Он вдруг замолчал, кашлянул, посмотрел на меня сбоку и улыбнулся своей мягкой, милой улыбкой, которая всегда так неотразимо влекла к нему и возбуждала особенное, острое внимание к его словам.
— Вам скучно слушать мои фантазии? А я люблю говорить об этом. Если б вы знали, как необходим русской деревне хороший, умный, образованный учитель! У нас в России его необходимо поставить в какие-то особенные условия, и это нужно сделать скорее, если мы понимаем, что без широкого образования народа государство развалится, как дом, сложенный из плохо обожженного кирпича! Учитель должен быть артист, художник, горячо влюбленный в свое дело, а у нас — это чернорабочий, плохо образованный человек, который идет учить ребят в деревню с такой же охотой, с какой пошел бы в ссылку. Он голоден, забит, запуган возможностью потерять кусок хлеба. А нужно, чтобы он был первым человеком в деревне, чтобы он мог ответить мужику на все его вопросы, чтобы мужики признавали в нем силу, достойную внимания и уважения, чтобы никто не смел орать на него… унижать его личность, как это делают у нас все: урядник, богатый лавочник, поп, становой, попечитель школы, старшина и тот чиновник, который носит звание инспектора школ, но заботится не о лучшей постановке образования, а только о тщательном исполнении циркуляров округа. Нелепо же платить гроши человеку, который призван воспитывать народ, — вы понимаете? — воспитывать народ! Нельзя же допускать, чтоб этот человек ходил в лохмотьях, дрожал от холода в сырых, дырявых школах, угорал, простужался, наживал себе к тридцати годам лярингит, ревматизм, туберкулез… ведь это же стыдно нам! Наш учитель восемь, девять месяцев в году живет, как отшельник, ему не с кем сказать слова, он тупеет в одиночестве, без книг, без развлечений. А созовет он к себе товарищей — его обвинят в неблагонадежности, — глупое слово, которым хитрые люди пугают дураков!.. Отвратительно все это… какое-то издевательство над человеком, который делает большую, страшно важную работу. Знаете, — когда я вижу учителя, — мне делается неловко перед ним и за его робость, и за то, что он плохо одет, мне кажется, что в этом убожестве учителя и сам я чем-то виноват… серьезно!
Он замолчал, задумался и, махнув рукой, тихо сказал:
— Такая нелепая, неуклюжая страна — эта наша Россия.
Тень глубокой грусти покрыла его славные глаза, тонкие лучи морщин окружили их, углубляя его взгляд. Он посмотрел вокруг и пошутил над собой:
— Видите, — целую передовую статью из либеральной газеты я вам закатил. Пойдемте, — чаю дам за то, что вы такой терпеливый…

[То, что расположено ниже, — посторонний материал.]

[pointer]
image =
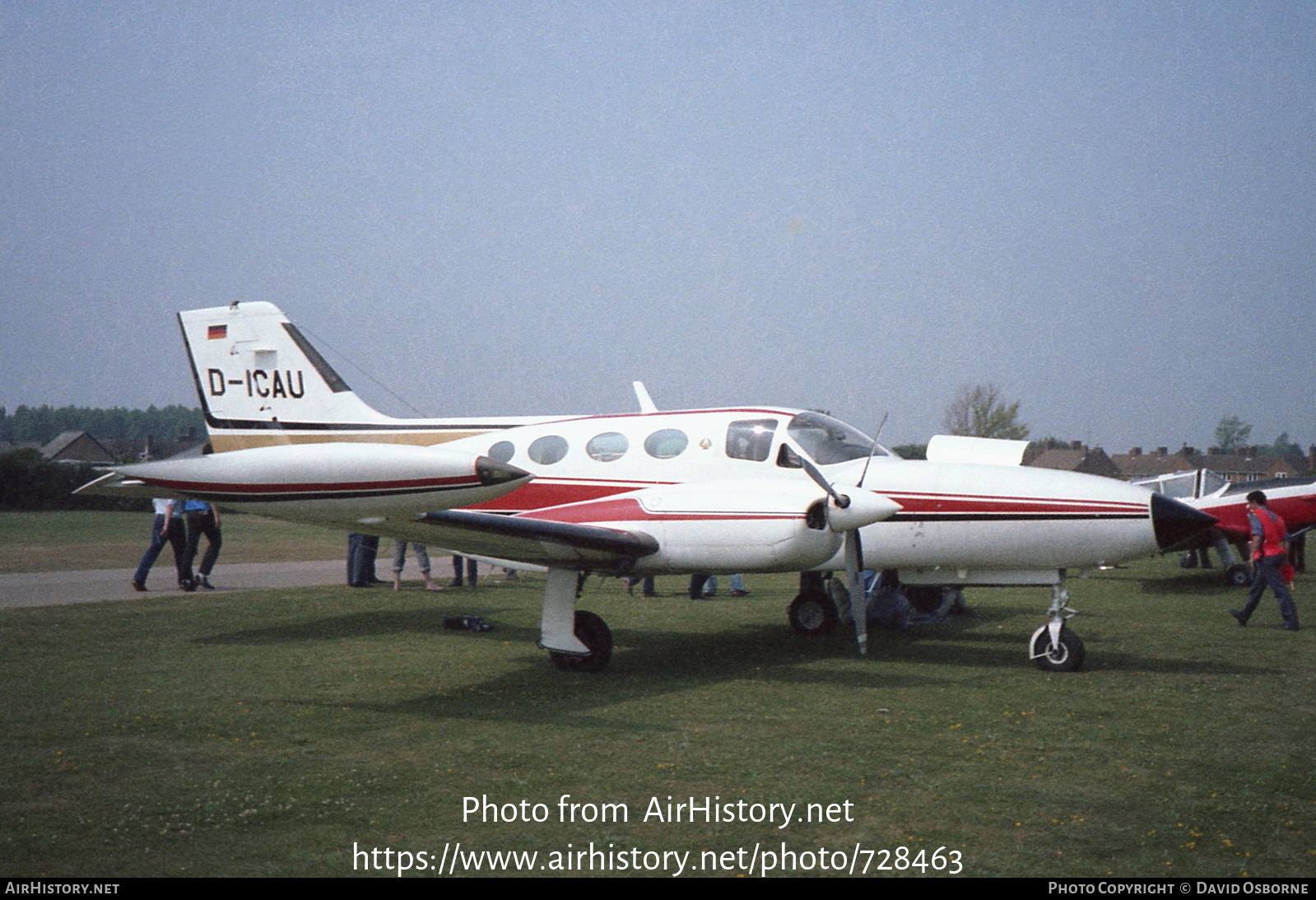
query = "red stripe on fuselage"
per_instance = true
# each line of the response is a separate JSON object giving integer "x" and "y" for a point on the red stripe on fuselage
{"x": 628, "y": 510}
{"x": 960, "y": 504}
{"x": 544, "y": 492}
{"x": 314, "y": 487}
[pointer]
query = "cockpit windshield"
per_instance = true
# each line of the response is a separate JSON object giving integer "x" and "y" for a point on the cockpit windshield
{"x": 830, "y": 441}
{"x": 1188, "y": 484}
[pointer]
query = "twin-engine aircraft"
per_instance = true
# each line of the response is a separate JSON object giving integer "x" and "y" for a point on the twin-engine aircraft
{"x": 1293, "y": 499}
{"x": 718, "y": 491}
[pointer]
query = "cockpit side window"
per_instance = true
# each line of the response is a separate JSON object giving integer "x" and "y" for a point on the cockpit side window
{"x": 751, "y": 438}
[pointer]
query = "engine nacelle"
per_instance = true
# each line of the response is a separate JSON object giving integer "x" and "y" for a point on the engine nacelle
{"x": 727, "y": 526}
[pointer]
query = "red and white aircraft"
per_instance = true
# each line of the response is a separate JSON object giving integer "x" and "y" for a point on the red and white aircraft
{"x": 1293, "y": 499}
{"x": 740, "y": 490}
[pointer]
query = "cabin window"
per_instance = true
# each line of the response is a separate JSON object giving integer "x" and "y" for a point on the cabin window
{"x": 547, "y": 449}
{"x": 751, "y": 438}
{"x": 607, "y": 446}
{"x": 666, "y": 444}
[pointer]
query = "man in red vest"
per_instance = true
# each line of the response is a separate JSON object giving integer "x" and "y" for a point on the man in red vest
{"x": 1269, "y": 548}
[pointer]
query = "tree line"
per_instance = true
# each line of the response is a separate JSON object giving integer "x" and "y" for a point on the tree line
{"x": 44, "y": 424}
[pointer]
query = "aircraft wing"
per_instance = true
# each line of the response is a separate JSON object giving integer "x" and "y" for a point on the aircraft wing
{"x": 533, "y": 539}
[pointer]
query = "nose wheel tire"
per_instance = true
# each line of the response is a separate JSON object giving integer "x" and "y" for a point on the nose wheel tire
{"x": 812, "y": 613}
{"x": 593, "y": 633}
{"x": 1065, "y": 657}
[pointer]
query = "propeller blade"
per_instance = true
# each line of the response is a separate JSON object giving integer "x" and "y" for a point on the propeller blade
{"x": 839, "y": 499}
{"x": 854, "y": 581}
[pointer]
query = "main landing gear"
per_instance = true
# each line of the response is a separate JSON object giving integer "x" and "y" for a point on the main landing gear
{"x": 812, "y": 611}
{"x": 578, "y": 641}
{"x": 1054, "y": 647}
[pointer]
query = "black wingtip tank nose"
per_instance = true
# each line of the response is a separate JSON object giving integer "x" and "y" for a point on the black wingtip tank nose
{"x": 1175, "y": 521}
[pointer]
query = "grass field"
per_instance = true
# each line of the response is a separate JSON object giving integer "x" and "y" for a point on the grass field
{"x": 267, "y": 733}
{"x": 67, "y": 541}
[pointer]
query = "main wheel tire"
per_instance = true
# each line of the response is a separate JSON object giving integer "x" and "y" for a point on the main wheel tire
{"x": 1067, "y": 657}
{"x": 925, "y": 599}
{"x": 1239, "y": 576}
{"x": 593, "y": 633}
{"x": 812, "y": 613}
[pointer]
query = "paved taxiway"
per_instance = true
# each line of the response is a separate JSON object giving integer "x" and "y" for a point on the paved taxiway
{"x": 92, "y": 585}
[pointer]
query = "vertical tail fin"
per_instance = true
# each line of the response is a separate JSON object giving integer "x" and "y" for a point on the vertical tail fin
{"x": 258, "y": 376}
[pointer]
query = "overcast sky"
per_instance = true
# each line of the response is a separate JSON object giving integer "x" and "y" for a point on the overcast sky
{"x": 518, "y": 208}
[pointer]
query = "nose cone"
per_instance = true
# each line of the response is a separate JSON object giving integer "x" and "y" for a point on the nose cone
{"x": 1175, "y": 521}
{"x": 492, "y": 473}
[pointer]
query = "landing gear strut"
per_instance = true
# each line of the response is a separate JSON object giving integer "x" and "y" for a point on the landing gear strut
{"x": 577, "y": 641}
{"x": 1054, "y": 647}
{"x": 812, "y": 612}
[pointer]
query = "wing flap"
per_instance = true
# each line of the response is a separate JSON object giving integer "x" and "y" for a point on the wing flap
{"x": 533, "y": 539}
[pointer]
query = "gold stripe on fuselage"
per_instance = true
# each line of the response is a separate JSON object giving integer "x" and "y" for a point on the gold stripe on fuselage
{"x": 226, "y": 441}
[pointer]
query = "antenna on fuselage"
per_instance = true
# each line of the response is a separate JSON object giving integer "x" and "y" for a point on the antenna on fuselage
{"x": 646, "y": 403}
{"x": 872, "y": 449}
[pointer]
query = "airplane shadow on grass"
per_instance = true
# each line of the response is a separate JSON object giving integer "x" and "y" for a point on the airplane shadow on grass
{"x": 653, "y": 662}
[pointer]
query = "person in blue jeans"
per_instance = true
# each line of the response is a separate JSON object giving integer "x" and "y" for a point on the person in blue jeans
{"x": 1269, "y": 548}
{"x": 166, "y": 528}
{"x": 202, "y": 520}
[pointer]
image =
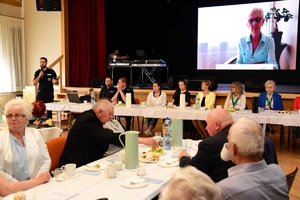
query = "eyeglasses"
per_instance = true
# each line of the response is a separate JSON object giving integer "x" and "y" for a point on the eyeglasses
{"x": 17, "y": 116}
{"x": 257, "y": 20}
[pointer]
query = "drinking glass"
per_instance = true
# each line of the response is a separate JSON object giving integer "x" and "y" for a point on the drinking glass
{"x": 141, "y": 169}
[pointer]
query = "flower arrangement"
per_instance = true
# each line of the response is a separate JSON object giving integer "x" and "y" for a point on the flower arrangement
{"x": 275, "y": 16}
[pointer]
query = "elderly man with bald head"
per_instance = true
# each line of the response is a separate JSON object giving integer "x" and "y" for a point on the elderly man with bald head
{"x": 208, "y": 158}
{"x": 251, "y": 178}
{"x": 88, "y": 140}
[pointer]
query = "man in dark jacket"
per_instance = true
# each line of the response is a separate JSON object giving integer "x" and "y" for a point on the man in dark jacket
{"x": 208, "y": 158}
{"x": 87, "y": 140}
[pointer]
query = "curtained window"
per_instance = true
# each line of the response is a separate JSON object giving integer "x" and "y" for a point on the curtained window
{"x": 12, "y": 71}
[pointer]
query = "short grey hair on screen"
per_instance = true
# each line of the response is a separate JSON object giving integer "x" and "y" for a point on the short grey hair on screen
{"x": 258, "y": 10}
{"x": 189, "y": 183}
{"x": 247, "y": 135}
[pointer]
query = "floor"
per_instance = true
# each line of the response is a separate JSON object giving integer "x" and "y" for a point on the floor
{"x": 287, "y": 156}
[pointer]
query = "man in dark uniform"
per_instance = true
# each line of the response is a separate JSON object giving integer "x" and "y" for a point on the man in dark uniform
{"x": 45, "y": 77}
{"x": 108, "y": 90}
{"x": 120, "y": 95}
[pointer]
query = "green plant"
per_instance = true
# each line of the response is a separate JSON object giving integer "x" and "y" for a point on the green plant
{"x": 276, "y": 16}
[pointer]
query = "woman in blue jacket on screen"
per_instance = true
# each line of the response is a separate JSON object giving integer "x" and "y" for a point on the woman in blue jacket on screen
{"x": 270, "y": 100}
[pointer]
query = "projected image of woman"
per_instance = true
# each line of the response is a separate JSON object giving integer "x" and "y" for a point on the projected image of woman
{"x": 256, "y": 48}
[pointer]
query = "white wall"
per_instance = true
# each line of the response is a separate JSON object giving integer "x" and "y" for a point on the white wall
{"x": 42, "y": 32}
{"x": 42, "y": 38}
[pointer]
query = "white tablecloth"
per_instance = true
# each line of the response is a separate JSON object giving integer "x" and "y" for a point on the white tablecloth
{"x": 95, "y": 185}
{"x": 50, "y": 133}
{"x": 266, "y": 117}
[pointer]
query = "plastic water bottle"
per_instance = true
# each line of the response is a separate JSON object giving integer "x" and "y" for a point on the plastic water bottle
{"x": 197, "y": 102}
{"x": 93, "y": 97}
{"x": 0, "y": 114}
{"x": 167, "y": 129}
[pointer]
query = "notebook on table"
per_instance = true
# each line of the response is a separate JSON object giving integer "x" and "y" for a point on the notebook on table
{"x": 74, "y": 98}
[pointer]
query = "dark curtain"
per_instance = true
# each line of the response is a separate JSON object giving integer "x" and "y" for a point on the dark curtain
{"x": 86, "y": 42}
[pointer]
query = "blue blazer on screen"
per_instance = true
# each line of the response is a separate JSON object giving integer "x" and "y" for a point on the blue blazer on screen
{"x": 277, "y": 101}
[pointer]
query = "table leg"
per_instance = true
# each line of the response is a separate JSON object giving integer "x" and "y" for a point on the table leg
{"x": 264, "y": 129}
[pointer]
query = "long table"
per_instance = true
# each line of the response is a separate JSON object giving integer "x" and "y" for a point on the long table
{"x": 95, "y": 185}
{"x": 188, "y": 113}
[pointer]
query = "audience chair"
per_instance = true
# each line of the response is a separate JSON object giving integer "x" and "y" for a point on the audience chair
{"x": 55, "y": 148}
{"x": 137, "y": 101}
{"x": 290, "y": 176}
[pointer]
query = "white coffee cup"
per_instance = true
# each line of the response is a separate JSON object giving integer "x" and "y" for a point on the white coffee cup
{"x": 111, "y": 171}
{"x": 118, "y": 164}
{"x": 59, "y": 174}
{"x": 121, "y": 155}
{"x": 225, "y": 154}
{"x": 141, "y": 169}
{"x": 69, "y": 169}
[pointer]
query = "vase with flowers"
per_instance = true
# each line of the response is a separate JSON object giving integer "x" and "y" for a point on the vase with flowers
{"x": 274, "y": 15}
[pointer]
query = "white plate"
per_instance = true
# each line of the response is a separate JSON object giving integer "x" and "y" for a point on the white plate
{"x": 28, "y": 196}
{"x": 93, "y": 168}
{"x": 76, "y": 175}
{"x": 157, "y": 152}
{"x": 165, "y": 164}
{"x": 148, "y": 158}
{"x": 134, "y": 183}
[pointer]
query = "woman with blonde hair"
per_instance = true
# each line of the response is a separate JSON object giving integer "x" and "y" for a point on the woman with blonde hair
{"x": 207, "y": 100}
{"x": 236, "y": 99}
{"x": 23, "y": 152}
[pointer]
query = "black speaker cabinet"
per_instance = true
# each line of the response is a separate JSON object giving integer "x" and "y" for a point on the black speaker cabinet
{"x": 173, "y": 81}
{"x": 48, "y": 5}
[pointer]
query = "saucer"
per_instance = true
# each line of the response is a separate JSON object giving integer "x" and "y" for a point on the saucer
{"x": 134, "y": 183}
{"x": 69, "y": 177}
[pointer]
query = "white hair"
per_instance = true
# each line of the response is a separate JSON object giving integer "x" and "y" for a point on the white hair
{"x": 189, "y": 183}
{"x": 247, "y": 135}
{"x": 24, "y": 105}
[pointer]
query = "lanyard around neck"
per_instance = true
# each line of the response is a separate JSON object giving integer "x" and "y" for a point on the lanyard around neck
{"x": 269, "y": 101}
{"x": 234, "y": 100}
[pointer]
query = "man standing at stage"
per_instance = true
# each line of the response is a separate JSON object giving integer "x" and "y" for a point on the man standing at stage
{"x": 108, "y": 90}
{"x": 46, "y": 78}
{"x": 120, "y": 95}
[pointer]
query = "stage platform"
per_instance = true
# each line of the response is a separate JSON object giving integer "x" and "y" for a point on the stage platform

Это часто бывало у него: говорит так тепло, серьезно, искренно и вдруг усмехнется над собой и над речью своей. И в этой мягкой, грустной усмешке чувствовался тонкий скептицизм человека, знающего цену слов, цену мечтаний. И еще в этой усмешке сквозила милая скромность, чуткая деликатность…
Мы тихонько и молча пошли в дом. Тогда был ясный, жаркий день; играя яркими лучами солнца, шумели волны; под горой ласково повизгивала чем-то довольная собака. Чехов взял меня под руку и, покашливая, медленно проговорил:
— Это стыдно и грустно, а верно: есть множество людей, которые завидуют собакам…
И тотчас же, засмеявшись, добавил:
— Я сегодня говорю всё дряхлые слова… значит — старею!
Мне очень часто приходилось слышать от него:
— Тут, знаете, один учитель приехал… больной, женат, — у вас нет возможности помочь ему? Пока я его уже устроил…
Или:
— Слушайте, Горький, — тут один учитель хочет познакомиться с вами. Он не выходит, болен. Вы бы сходили к нему, — хорошо?
Или:
— Вот учительницы просят прислать книг…
Иногда я заставал у него этого «учителя»: обыкновенно учитель, красный от сознания своей неловкости, сидел на краешке стула и в поте лица подбирал слова, стараясь говорить глаже и «образованнее», или, с развязностью болезненно застенчивого человека, весь сосредоточивался на желании не показаться глупым в глазах писателя и осыпал Антона Павловича градом вопросов, которые едва ли приходили ему в голову до этого момента.